Questions de méthode et originalité de la démarche
7Cette recherche présente un triple intérêt. En premier lieu, les différents terrains révèlent la manière dont les problèmes environnementaux (tels que nous les définissons ci-avant) sont perçus, interprétés et évalués selon le sexe. C’est ici qu’intervient en force la notion de risque dont on peut mesurer les particularités attachées aux représentations et aux perceptions propres aux femmes et aux hommes. En effet, la nature, l’environnement, le risque sont des objets qui se construisent en rapport avec l’univers symbolique des acteurs, leurs émotions et leurs valeurs, l’héritage culturel collectif et l’habitus de chacun. Les rapports aux risques et à la connaissance des risques étant culturellement déterminés (Douglas et Wildavsky, 1984), les comportements déployés sont donc fortement contrastés selon les systèmes de valeurs privilégiés et l’environnement social et naturel auquel chaque acteur se réfère. Il s’agit notamment des connaissances dont les personnes disposent ou ne disposent pas, et qui jouent dans la compréhension des problèmes environnementaux, des valeurs auxquelles elles adhèrent et qui interviennent dans leur vision de la société et leur projet individuel, de l’image qu’elles se font des rapports qu’elles entretiennent avec l’environnement et des responsabilités individuelles et collectives qui en découlent. Nous ne vivons plus dans des sociétés où seule la répartition des richesses est source d’inégalités mais où celle des risques pèse toujours davantage (Beck, 1992) et en l’occurrence s’articule « étrangement » avec le genre.
8Le deuxième intérêt de notre travail réside dans l’examen des politiques publiques (ou dans le constat de leur absence) directement concernées par les problèmes vécus par les populations des quartiers étudiés. Quels sont les dispositions et dispositifs envisagés par les autorités locales ? Comment sont-ils décidés et concrétisés, que ce soit en termes de définition des urgences, du choix et de l’importance des moyens, que de la mise en place des procédures ? Dans quelle mesure la population y est-elle associée, et en particulier de quelle manière les doléances et requêtes des femmes sont-elles considérées ?
9Enfin, le troisième grand intérêt de cette recherche concerne les stratégies retenues par les populations concernées pour tenter de remédier aux difficultés rencontrées au quotidien. C’est sur quoi nous avons le plus travaillé dans la première phase de ce vaste projet (1997-2001).
10De nombreux éléments communs apparaissent dans les différents terrains investigués : persistance de décalages, voire de contradictions entre l’imaginaire et la réalité des rapports entre hommes et femmes ; participation croissante des femmes à la prise en charge économique de la famille ; reconnaissance sociale accrue des femmes du fait de la participation aux luttes, aux activités d’intérêt communautaire ou du soutien économique ; accroissement de l’estime de soi et ouverture à l’extérieur ; manque de participation visible aux instances de pouvoir.

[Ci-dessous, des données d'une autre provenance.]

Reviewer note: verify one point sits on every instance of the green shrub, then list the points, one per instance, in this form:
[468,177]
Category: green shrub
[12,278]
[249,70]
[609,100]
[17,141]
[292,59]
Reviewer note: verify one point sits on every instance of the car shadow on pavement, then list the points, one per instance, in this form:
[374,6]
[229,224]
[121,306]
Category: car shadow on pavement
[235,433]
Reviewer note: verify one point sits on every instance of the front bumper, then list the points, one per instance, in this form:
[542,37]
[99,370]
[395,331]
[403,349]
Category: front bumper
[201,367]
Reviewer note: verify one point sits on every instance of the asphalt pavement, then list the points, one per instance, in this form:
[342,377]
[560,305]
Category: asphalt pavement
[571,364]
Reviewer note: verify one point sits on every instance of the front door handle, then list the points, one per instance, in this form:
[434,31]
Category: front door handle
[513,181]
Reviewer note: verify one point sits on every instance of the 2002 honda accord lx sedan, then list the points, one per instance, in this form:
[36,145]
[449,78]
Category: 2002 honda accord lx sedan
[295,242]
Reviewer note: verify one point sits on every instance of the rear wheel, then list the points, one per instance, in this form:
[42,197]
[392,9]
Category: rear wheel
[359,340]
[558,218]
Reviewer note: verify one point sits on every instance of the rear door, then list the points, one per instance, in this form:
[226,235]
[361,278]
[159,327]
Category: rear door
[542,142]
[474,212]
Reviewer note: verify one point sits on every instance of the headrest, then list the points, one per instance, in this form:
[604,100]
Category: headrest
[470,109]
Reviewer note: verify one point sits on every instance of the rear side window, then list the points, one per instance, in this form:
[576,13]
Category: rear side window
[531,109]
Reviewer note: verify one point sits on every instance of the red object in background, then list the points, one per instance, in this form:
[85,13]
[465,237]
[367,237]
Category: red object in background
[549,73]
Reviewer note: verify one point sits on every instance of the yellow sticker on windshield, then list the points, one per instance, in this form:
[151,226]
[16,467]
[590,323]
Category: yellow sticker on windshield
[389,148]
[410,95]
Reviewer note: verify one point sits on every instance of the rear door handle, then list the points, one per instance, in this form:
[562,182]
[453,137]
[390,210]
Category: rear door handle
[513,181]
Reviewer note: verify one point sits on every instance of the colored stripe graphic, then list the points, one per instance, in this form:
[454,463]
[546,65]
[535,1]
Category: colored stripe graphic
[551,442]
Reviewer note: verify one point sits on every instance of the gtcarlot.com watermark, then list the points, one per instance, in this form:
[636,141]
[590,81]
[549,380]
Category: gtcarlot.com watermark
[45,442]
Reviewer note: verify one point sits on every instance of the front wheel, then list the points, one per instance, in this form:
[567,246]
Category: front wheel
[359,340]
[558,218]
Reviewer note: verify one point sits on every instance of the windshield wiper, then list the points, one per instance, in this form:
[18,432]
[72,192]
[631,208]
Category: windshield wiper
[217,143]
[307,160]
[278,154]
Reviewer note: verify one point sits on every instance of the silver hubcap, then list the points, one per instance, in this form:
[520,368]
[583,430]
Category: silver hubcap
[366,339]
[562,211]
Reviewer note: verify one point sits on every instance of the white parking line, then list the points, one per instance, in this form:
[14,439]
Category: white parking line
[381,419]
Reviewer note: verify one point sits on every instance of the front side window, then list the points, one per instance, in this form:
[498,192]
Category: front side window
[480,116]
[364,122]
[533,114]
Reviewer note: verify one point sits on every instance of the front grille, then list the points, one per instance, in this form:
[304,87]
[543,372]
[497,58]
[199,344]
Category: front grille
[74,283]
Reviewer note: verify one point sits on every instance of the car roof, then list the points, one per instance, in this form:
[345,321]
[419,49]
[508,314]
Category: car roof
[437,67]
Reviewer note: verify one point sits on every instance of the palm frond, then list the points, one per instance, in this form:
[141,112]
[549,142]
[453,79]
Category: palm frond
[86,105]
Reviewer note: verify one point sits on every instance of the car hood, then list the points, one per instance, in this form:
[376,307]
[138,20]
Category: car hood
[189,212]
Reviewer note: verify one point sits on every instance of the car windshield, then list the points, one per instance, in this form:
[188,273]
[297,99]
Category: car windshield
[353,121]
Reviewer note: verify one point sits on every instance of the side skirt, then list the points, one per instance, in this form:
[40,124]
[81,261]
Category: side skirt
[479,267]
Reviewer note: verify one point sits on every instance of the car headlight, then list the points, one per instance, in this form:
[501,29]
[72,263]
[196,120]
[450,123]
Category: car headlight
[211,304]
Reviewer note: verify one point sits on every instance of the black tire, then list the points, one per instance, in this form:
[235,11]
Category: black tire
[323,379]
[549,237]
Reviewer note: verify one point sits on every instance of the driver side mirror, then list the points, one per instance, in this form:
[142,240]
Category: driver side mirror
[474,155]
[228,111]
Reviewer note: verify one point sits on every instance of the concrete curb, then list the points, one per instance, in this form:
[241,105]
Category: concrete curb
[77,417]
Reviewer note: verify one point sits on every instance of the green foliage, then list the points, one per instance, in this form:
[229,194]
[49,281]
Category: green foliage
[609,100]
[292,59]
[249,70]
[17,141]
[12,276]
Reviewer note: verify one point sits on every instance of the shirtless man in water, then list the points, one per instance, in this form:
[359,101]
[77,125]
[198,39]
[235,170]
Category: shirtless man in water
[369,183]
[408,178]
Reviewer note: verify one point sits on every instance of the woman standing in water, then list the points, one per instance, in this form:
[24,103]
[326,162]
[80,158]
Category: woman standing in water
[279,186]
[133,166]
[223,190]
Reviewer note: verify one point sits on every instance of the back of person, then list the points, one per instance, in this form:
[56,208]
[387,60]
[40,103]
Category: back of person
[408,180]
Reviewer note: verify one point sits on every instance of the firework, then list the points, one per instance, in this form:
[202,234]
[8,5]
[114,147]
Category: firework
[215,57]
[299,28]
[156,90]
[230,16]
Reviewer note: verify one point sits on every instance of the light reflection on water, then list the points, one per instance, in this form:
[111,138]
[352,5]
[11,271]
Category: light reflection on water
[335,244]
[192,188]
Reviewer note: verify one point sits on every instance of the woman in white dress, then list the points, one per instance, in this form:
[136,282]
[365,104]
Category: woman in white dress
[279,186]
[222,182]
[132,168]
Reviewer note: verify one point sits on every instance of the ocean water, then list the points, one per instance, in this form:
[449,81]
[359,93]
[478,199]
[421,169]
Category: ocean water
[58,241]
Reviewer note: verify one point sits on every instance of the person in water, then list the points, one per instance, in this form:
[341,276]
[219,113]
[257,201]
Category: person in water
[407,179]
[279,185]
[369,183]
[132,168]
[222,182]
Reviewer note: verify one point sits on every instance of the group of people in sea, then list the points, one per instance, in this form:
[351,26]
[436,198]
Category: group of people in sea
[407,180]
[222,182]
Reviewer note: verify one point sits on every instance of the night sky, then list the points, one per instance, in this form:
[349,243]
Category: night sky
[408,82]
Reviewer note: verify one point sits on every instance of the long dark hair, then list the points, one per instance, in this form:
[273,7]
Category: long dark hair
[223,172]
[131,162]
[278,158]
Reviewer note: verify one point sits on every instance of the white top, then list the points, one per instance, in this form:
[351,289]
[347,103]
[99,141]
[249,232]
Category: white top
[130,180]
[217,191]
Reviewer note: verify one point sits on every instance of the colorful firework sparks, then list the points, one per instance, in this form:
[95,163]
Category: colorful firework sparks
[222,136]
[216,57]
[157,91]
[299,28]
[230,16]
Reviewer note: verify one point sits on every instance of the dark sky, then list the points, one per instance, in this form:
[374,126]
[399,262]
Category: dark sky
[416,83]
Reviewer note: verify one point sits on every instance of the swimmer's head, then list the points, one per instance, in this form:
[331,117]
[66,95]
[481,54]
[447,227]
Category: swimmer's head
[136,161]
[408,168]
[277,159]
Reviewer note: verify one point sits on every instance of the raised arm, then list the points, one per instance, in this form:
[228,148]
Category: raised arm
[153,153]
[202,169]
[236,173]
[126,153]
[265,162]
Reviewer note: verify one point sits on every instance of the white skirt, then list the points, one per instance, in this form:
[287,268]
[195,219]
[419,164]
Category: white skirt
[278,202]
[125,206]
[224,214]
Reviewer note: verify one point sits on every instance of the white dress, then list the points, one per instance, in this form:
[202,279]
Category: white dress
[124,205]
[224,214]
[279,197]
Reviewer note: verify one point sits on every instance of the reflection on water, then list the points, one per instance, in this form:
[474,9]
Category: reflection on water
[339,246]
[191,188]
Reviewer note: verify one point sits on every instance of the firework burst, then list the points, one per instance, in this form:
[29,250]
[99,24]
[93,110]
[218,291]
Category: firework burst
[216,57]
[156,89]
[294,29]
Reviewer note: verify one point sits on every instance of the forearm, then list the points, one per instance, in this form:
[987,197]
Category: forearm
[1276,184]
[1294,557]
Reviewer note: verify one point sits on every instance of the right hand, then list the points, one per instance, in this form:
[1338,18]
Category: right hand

11Dans le repérage et la compréhension de ces mécanismes, la prise en compte du droit joue comme un analyseur incontournable. On sait que le droit est l’expression des rapports de force, mais qu’il peut aussi fonctionner comme élément de transformation de ces rapports. Nous le considérons vraiment comme un élément clé à prendre en compte, soit parce qu’il convient de l’adapter aux transformations que connaissent les sociétés, soit pour s’y référer dans les actions qui vont dans le sens de plus de justice sociale et d’autres formes de développement économique.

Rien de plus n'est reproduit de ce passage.